This is a report on googlebot's experience requesting URLs from your server. The graph shows "time spent downloading a page" - in milliseconds.
2. SITE PERFORMANCE - under "Labs > Site Performance"
This is a report on the average user's experience rendering pages on your site. The graph is shown with a scale of seconds.
#1 is all about your server - its efficiency, how fast database calls are returned, things like that. #2 is about a whole bunch of other things - everything that affects how long it takes to put the finalized page on a user's monitor.
#1 - your own server
#2 - the visitor's toolbar
Want to improve #1? You may need to move to a better server or hosting service.

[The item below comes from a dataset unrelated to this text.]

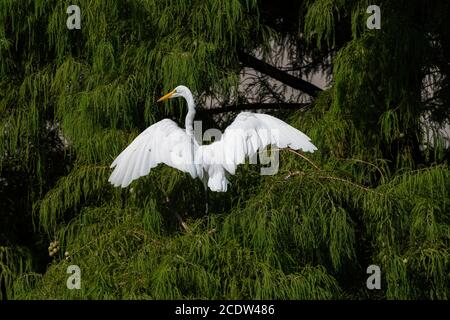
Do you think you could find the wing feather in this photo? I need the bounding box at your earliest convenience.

You may need to optimize your database calls. But there's not a lot more you can do here.
Want to improve #2? There are a whole lot of things you can do, and they were spelled out over a year ago when Google started talking about
The Need for Speed [webmasterworld.com].
But looking further, why would we want to do any of this? Is it because Google said speed might be used as a ranking factor? FAIL! I say don't be Google's puppet. I want to be a web-
MASTER, and not a web-lemming. If Google is using speed at all, it's still is a very minor part of the algorithm. In fact, this is something Matt Cutts has reinforced several times. As a straight-up ranking factor, site speed is extremely minor.
Google started all this fuss mostly to put the rendering speed issue back on the table, to begin raising awareness of the issue - and it is an important issue. As broadband spread around the globe, some developers forgot that speed still does matter. Heck, I've seen graphic designers who save every jpg at 100% and every png as 24-bit!
If your site speed metric is so bad that you are losing ranking position because of it, then your visitors have already been hating your site anyway. It's not just Google's algo that's punishing you, it's that the visitors that do manage to come in are having a sub-par experience.
So I say improve your site speed because you don't want to crap all over your visitors. Just the same way that you would fix a leaky pipe over the main door to a street store. But don't run will-nilly making big changes when you don't really understand what you are affecting or why.
The simplest speed improvement many sites can make is to activate gzip. Just that much is simple and can make a huge difference with little risk. I'm always looking for the best returns for the least resources spent, and gzip is low-hanging fruit. But you're not likely to find me playing around with e-tags in the near future.